Zamieszki w Gudźaracie w 2002 roku
Niepokoje w Gudźaracie, w zachodnich Indiach, rozpoczęły się 27 lutego 2002 roku po pożarze pociągu Sabarmati Express w Godhrze. W pociągu znajdowało się wielu działaczy hinduistycznych, wracających z kontrowersyjnego miejsca kultu w Ayodhya. Pożar, w którym zginęło 58 osób, stał się przyczyną fali przemocy, prowadząc do śmierci 1044 osób, głównie muzułmanów.
Zamieszki
Najbardziej dramatyczne wydarzenia miały miejsce 28 lutego, gdy tłum protestujących podjął atak na muzułmańską dzielnicę Naroda Patia w Ahmadabadzie. Użyto gazu LPG, co doprowadziło do zniszczenia wielu domów. Obserwatorzy z Human Rights Watch zauważyli, że policja nie interweniowała w obliczu agresywnego tłumu, co skłoniło muzułmanów do tworzenia własnych grup obronnych.
Śledztwo
Rząd powołał specjalną komisję, która przeprowadziła śledztwo na podstawie 2094 zeznań świadków.
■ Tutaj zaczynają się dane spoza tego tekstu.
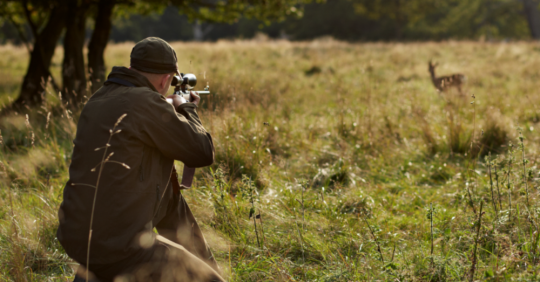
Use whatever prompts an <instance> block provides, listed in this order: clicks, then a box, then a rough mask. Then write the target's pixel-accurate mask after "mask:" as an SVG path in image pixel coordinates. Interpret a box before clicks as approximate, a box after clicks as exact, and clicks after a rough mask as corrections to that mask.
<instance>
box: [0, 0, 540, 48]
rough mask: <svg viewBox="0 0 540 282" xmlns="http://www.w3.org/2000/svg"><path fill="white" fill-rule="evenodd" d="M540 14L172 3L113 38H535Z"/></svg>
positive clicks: (424, 3)
mask: <svg viewBox="0 0 540 282" xmlns="http://www.w3.org/2000/svg"><path fill="white" fill-rule="evenodd" d="M527 2H531V3H533V4H534V5H533V6H534V7H533V8H530V9H532V10H533V11H532V12H533V13H528V12H527V9H525V7H526V3H527ZM535 15H538V2H537V1H536V0H444V1H441V0H407V1H405V0H327V1H326V2H324V3H316V2H315V3H311V4H307V5H305V7H304V16H303V17H301V18H296V17H288V18H286V19H285V20H284V21H281V22H270V23H265V22H262V21H259V20H253V19H246V18H242V19H240V20H238V21H237V22H235V23H232V24H224V23H209V22H203V23H201V22H190V21H189V20H188V17H187V16H185V15H181V14H179V13H178V10H177V9H176V8H175V7H172V6H171V7H168V8H166V9H164V10H163V11H162V12H154V13H151V14H149V15H141V14H127V15H124V16H118V17H115V19H114V22H113V28H112V31H111V35H110V40H111V41H113V42H123V41H138V40H141V39H143V38H145V37H148V36H159V37H161V38H163V39H165V40H169V41H176V40H183V41H191V40H198V41H200V40H204V41H215V40H218V39H223V38H226V39H232V38H252V37H253V36H254V35H255V34H257V33H258V32H262V33H265V34H267V35H268V36H269V37H271V38H287V39H290V40H310V39H313V38H317V37H321V36H332V37H334V38H336V39H339V40H348V41H380V40H382V41H389V40H405V41H407V40H444V39H479V38H485V39H487V40H490V39H494V40H501V39H502V40H504V39H529V38H531V35H532V34H533V31H532V29H533V28H534V27H533V25H534V20H535V19H534V18H531V17H534V16H535ZM531 19H532V20H531ZM536 21H537V22H538V19H536ZM531 23H532V25H531ZM87 26H89V27H91V26H93V25H92V24H88V25H87ZM87 33H88V37H89V36H90V34H91V30H88V32H87ZM0 40H1V41H2V42H6V41H11V42H14V43H20V42H21V40H20V39H19V37H18V34H17V31H16V30H15V29H14V27H13V26H11V25H10V23H9V22H7V21H5V22H4V23H3V26H2V27H1V29H0Z"/></svg>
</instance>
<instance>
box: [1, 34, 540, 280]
mask: <svg viewBox="0 0 540 282" xmlns="http://www.w3.org/2000/svg"><path fill="white" fill-rule="evenodd" d="M172 45H173V47H174V48H175V50H176V51H177V53H178V57H179V67H180V69H181V70H182V72H185V73H187V72H192V73H195V74H196V75H197V77H198V80H199V84H200V87H201V88H202V87H203V86H204V85H206V84H208V85H210V89H211V90H212V91H213V92H214V93H216V95H215V96H212V97H210V98H204V101H203V104H202V105H201V106H200V107H199V113H200V116H201V118H202V119H203V123H204V125H205V127H206V128H207V129H208V130H209V131H210V132H211V133H212V136H213V138H214V144H215V145H216V163H215V164H214V165H213V166H212V167H211V168H205V169H200V170H198V173H197V177H196V183H195V186H194V187H193V188H192V189H191V190H188V191H186V192H185V193H184V196H185V197H186V199H187V201H188V203H189V204H190V206H191V208H192V209H193V211H194V213H195V215H196V217H197V218H198V220H199V223H200V225H201V226H202V228H203V232H204V234H205V236H206V238H207V240H208V242H209V243H210V245H211V246H212V249H213V251H214V253H215V255H216V256H217V258H218V260H219V262H220V264H221V266H222V268H223V271H224V273H225V276H226V277H228V279H229V280H231V281H259V280H266V281H273V280H277V281H303V280H310V281H362V280H389V281H461V280H468V279H469V276H468V275H469V274H470V270H471V267H472V261H473V257H472V250H473V248H474V245H475V244H477V246H478V251H477V254H478V258H477V260H476V261H477V263H476V266H475V279H483V278H486V279H488V280H490V279H493V280H496V279H500V280H505V279H506V280H509V279H516V280H517V279H522V280H524V281H525V280H527V281H530V280H535V279H537V278H536V273H537V264H538V261H539V257H540V248H539V247H538V243H539V240H538V236H537V234H539V231H538V230H537V228H538V226H539V223H540V222H539V221H538V213H539V212H540V209H539V207H540V206H538V205H537V200H538V198H539V196H540V195H539V193H538V187H537V186H538V183H537V182H538V181H537V180H538V178H539V174H538V168H537V165H538V164H537V157H538V153H539V152H538V150H539V145H538V144H540V143H539V141H540V138H539V137H538V134H536V132H537V130H539V129H538V122H539V121H540V118H539V114H540V113H539V111H538V109H537V107H538V106H536V105H537V104H538V102H539V97H538V95H537V88H538V86H539V84H538V81H539V78H540V69H539V68H538V65H539V63H540V47H538V46H537V44H535V43H527V42H517V43H477V42H452V41H451V42H444V43H408V44H401V43H388V44H386V43H366V44H349V43H343V42H336V41H332V40H326V41H325V40H322V41H313V42H303V43H291V42H285V41H277V42H266V43H256V42H253V41H234V42H228V41H220V42H217V43H173V44H172ZM132 46H133V44H131V43H130V44H118V45H110V46H109V47H108V49H107V53H106V61H107V64H108V68H109V69H110V68H111V67H112V66H114V65H127V64H128V63H129V53H130V51H131V48H132ZM0 54H3V56H1V57H0V65H2V66H6V67H8V66H9V67H12V68H13V71H8V70H6V69H5V68H4V67H3V68H2V70H3V71H2V76H1V77H0V91H1V92H0V101H1V102H3V103H4V104H5V103H8V101H9V100H13V99H15V98H16V95H17V91H18V87H19V86H18V85H19V83H20V81H22V76H23V75H24V70H25V68H26V65H27V52H26V50H25V49H23V48H22V47H21V48H19V47H13V46H5V47H0ZM61 54H62V52H60V51H59V50H57V52H56V56H55V58H54V62H56V63H54V64H53V69H52V72H53V74H54V75H55V78H56V79H57V81H59V79H60V77H59V72H60V69H59V67H60V65H61V64H60V62H61ZM14 58H15V59H14ZM429 60H434V61H438V62H439V67H438V68H437V74H438V75H446V74H451V73H456V72H459V73H463V74H465V75H466V76H467V84H466V85H465V87H464V90H465V92H466V94H467V95H466V97H458V96H457V91H450V92H448V93H444V94H443V93H441V94H440V93H437V92H436V90H435V88H434V87H433V85H432V84H431V81H430V78H429V73H428V66H427V62H428V61H429ZM472 94H474V95H475V98H474V99H473V98H472V97H471V95H472ZM46 96H47V103H46V104H45V105H44V106H43V107H42V108H40V109H37V110H35V111H34V112H32V113H30V114H29V124H27V123H26V113H20V114H18V115H15V114H12V115H8V116H3V117H1V120H0V130H1V134H2V140H3V141H2V145H0V146H1V149H0V161H2V166H0V180H1V182H0V183H1V184H0V275H1V276H2V278H3V279H4V280H8V281H9V280H13V281H21V280H22V279H23V277H27V279H28V280H29V281H46V280H47V279H62V278H63V277H68V278H69V279H71V278H72V276H73V270H72V268H71V267H72V266H73V265H74V264H73V263H72V261H71V260H70V259H69V258H68V257H67V256H66V255H65V254H64V252H63V250H62V249H61V247H60V245H59V244H58V242H57V241H56V240H55V238H54V234H55V233H54V232H55V229H56V226H57V219H56V211H57V209H58V205H59V204H60V202H61V195H62V189H63V185H64V183H65V181H66V180H67V177H68V175H67V169H68V167H69V162H70V155H71V151H72V143H71V140H72V138H73V136H74V134H75V125H76V121H77V116H78V115H77V113H73V114H71V113H70V112H66V110H65V109H64V108H63V107H62V106H61V105H60V103H59V101H58V98H57V97H58V96H57V93H56V94H55V93H53V92H52V90H49V92H48V93H47V94H46ZM473 100H474V103H475V104H474V105H473V104H471V102H473ZM49 113H51V118H50V120H49V122H47V116H49ZM473 120H475V122H473ZM111 126H112V125H111ZM518 128H521V129H522V131H523V135H524V138H525V139H524V144H525V156H526V159H528V162H527V163H526V174H527V181H528V191H529V203H530V205H529V206H527V205H526V200H525V195H526V191H525V186H524V182H523V177H522V176H523V167H522V159H521V158H522V157H521V149H520V147H519V140H518V139H517V138H518V136H519V131H518ZM32 133H34V135H35V137H34V145H32ZM473 136H474V139H473ZM471 141H474V143H473V146H472V148H471V143H470V142H471ZM509 142H511V143H512V144H513V145H512V146H509ZM485 148H489V150H487V151H486V149H485ZM489 151H491V152H492V158H493V168H492V179H494V185H495V187H494V188H493V189H496V190H495V191H497V193H495V199H496V202H497V203H499V200H498V192H500V194H501V201H500V202H501V204H500V207H502V210H501V211H500V212H499V213H498V214H497V213H495V211H494V208H493V203H492V194H491V187H490V182H489V175H488V169H487V163H486V161H485V159H484V158H485V156H486V154H487V153H488V152H489ZM510 159H512V166H509V160H510ZM177 165H178V166H181V164H180V163H178V164H177ZM509 168H511V169H510V171H509ZM495 169H496V172H497V173H498V175H497V177H496V176H495ZM508 176H510V182H509V183H510V189H509V188H508ZM246 177H247V179H249V178H251V179H252V180H253V185H255V186H256V191H257V193H254V194H253V197H254V206H255V210H256V211H255V215H257V214H260V215H261V218H262V220H261V219H257V220H256V223H257V234H256V233H255V226H254V221H253V218H250V217H249V214H250V209H251V207H252V205H251V201H250V199H251V193H250V186H249V184H247V182H246ZM495 179H498V181H496V180H495ZM302 183H304V185H303V186H302V185H301V184H302ZM497 185H498V186H497ZM302 187H304V195H303V204H302V189H303V188H302ZM497 187H498V188H497ZM497 189H498V190H497ZM509 200H511V205H512V209H511V210H510V209H509V206H510V201H509ZM481 201H484V205H483V209H484V211H485V212H486V213H485V214H484V215H483V218H482V228H481V229H480V237H479V240H478V242H477V241H476V230H477V229H476V226H475V224H476V222H477V220H478V214H475V213H474V211H473V207H474V210H475V211H476V212H478V210H479V207H480V202H481ZM431 204H433V207H434V209H435V211H434V219H433V224H434V229H433V236H434V252H433V255H432V256H431V254H430V253H431V232H430V221H429V219H428V217H427V215H428V212H429V207H430V205H431ZM366 223H367V224H369V227H371V229H372V230H373V234H372V233H371V232H370V231H369V227H368V226H367V224H366ZM257 235H258V237H259V238H258V239H259V243H257ZM377 243H378V244H379V245H380V247H381V249H380V251H379V250H378V247H377ZM381 254H382V256H381Z"/></svg>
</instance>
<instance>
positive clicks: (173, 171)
mask: <svg viewBox="0 0 540 282" xmlns="http://www.w3.org/2000/svg"><path fill="white" fill-rule="evenodd" d="M195 85H197V77H196V76H195V75H194V74H192V73H186V74H183V73H180V75H175V76H174V77H173V80H172V81H171V86H174V93H173V95H181V96H182V97H184V99H186V101H188V102H191V95H190V93H189V92H190V91H191V90H192V89H193V88H194V87H195ZM195 92H196V93H197V94H199V95H209V94H210V89H209V86H206V87H205V88H204V90H203V91H195ZM169 100H170V101H169ZM167 101H168V102H170V103H172V99H167ZM194 175H195V168H193V167H188V166H186V165H184V171H183V172H182V183H181V184H180V187H178V188H176V187H175V188H176V189H178V190H180V189H182V190H185V189H189V188H191V184H192V183H193V176H194ZM175 178H176V183H178V180H177V179H178V178H177V176H176V169H173V182H174V179H175ZM173 187H174V185H173ZM176 189H174V190H176ZM175 192H176V191H175Z"/></svg>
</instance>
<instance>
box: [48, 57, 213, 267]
mask: <svg viewBox="0 0 540 282" xmlns="http://www.w3.org/2000/svg"><path fill="white" fill-rule="evenodd" d="M109 78H120V79H123V80H125V81H128V82H130V83H132V84H134V85H135V86H136V87H127V86H123V85H120V84H116V83H113V82H106V83H105V84H104V86H103V87H102V88H101V89H99V90H98V91H97V92H96V93H95V94H94V95H93V96H92V98H90V100H89V101H88V103H87V104H86V105H85V107H84V109H83V110H82V112H81V116H80V118H79V122H78V125H77V135H76V137H75V140H74V141H73V143H74V148H73V156H72V161H71V165H70V167H69V176H70V179H69V181H68V182H67V184H66V186H65V189H64V200H63V202H62V204H61V206H60V210H59V212H58V214H59V220H60V226H59V228H58V232H57V237H58V240H59V241H60V243H61V244H62V246H63V247H64V249H65V250H66V252H67V254H68V255H69V256H70V257H72V258H73V259H75V260H76V261H77V262H79V263H82V264H84V263H86V255H87V244H88V234H89V225H90V215H91V210H92V203H93V200H94V192H95V189H94V188H92V187H90V186H88V185H94V186H98V193H97V198H96V206H95V211H94V223H93V228H92V229H93V231H92V241H91V242H92V243H91V249H90V263H92V264H106V263H114V262H117V261H119V260H122V259H123V258H127V257H128V256H132V257H133V256H142V255H143V251H142V249H141V248H140V244H138V242H137V241H138V239H137V238H138V235H139V234H142V233H143V232H151V231H152V228H153V227H154V226H155V224H156V223H157V222H159V220H160V218H161V217H163V215H164V213H165V210H166V204H162V203H167V202H168V200H169V199H170V197H171V196H172V192H171V183H170V181H169V179H170V176H171V171H172V169H173V161H174V160H180V161H182V162H183V163H184V164H185V165H187V166H190V167H203V166H208V165H210V164H212V163H213V161H214V147H213V144H212V138H211V136H210V134H209V133H208V132H207V131H206V130H205V129H204V127H203V126H202V124H201V121H200V120H199V117H198V115H197V112H196V106H195V105H194V104H192V103H186V104H182V105H180V106H179V107H178V108H177V111H178V113H177V112H175V109H174V108H173V106H172V105H171V104H169V103H167V102H166V101H165V98H164V97H163V96H162V95H160V94H159V93H158V92H157V91H156V89H155V88H154V87H153V86H152V84H151V83H150V82H149V81H148V80H147V79H146V77H144V76H142V75H140V74H139V73H137V72H135V71H132V70H129V69H127V68H124V67H114V68H113V70H112V72H111V74H110V75H109ZM123 114H127V116H126V117H125V118H124V119H123V120H122V122H121V123H120V124H119V125H118V127H117V128H116V129H117V130H118V129H119V130H121V132H120V133H118V134H114V135H113V136H112V138H111V139H110V142H109V144H110V147H108V149H107V156H108V155H109V154H110V153H112V152H114V154H113V155H112V156H111V157H110V161H114V162H108V163H106V164H105V165H104V167H103V172H102V175H101V178H100V180H99V183H98V184H96V183H97V179H98V174H99V164H100V162H101V160H102V157H103V153H104V150H98V151H96V148H100V147H103V146H105V145H106V144H107V140H109V136H110V131H109V130H110V129H112V128H113V127H114V125H115V123H116V122H117V120H118V118H119V117H120V116H122V115H123ZM119 163H122V164H126V165H127V166H129V167H130V168H129V169H127V168H126V167H124V166H123V165H121V164H119ZM94 167H96V169H95V171H92V169H93V168H94Z"/></svg>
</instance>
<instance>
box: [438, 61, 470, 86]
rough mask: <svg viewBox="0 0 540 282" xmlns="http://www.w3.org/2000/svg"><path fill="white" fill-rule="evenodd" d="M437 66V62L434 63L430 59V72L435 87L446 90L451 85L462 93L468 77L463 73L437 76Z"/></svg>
mask: <svg viewBox="0 0 540 282" xmlns="http://www.w3.org/2000/svg"><path fill="white" fill-rule="evenodd" d="M436 67H437V64H433V63H432V62H431V61H429V73H430V74H431V81H432V82H433V86H435V88H437V90H439V91H440V92H445V91H446V90H447V89H449V88H451V87H456V88H457V89H458V91H459V93H460V94H462V92H461V86H462V85H463V84H464V83H465V80H466V79H467V77H466V76H464V75H463V74H461V73H456V74H452V75H448V76H440V77H437V76H436V75H435V68H436Z"/></svg>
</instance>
Oskarżono organizacje takie jak BJP i VHP o wspieranie przemocy. Mimo skazania kilkudziesięciu osób, wiele z nich zostało uniewinnionych, co w przypadkach takich jak podpalenie piekarni Best Bakery, w którym zginęło 14 osób, wywołało dalsze niepokoje. Krytyka skierowana była także w stronę administracji, zarzucającej zaniechanie działań, które mogłyby ocalić życie.
Rola mediów
Media odegrały kontrowersyjną rolę podczas zamieszek. Angielskojęzyczne media oskarżano o usprawiedliwianie przemocy, podczas gdy media w gudźarati były krytykowane za bezkrytyczne powtarzanie słów premiera Narendra Modiego, który popierał działania odwetowe hindusów. W efekcie, przekaz medialny w różny sposób wpływał na postrzeganie wydarzeń i ich kontekstu społecznego.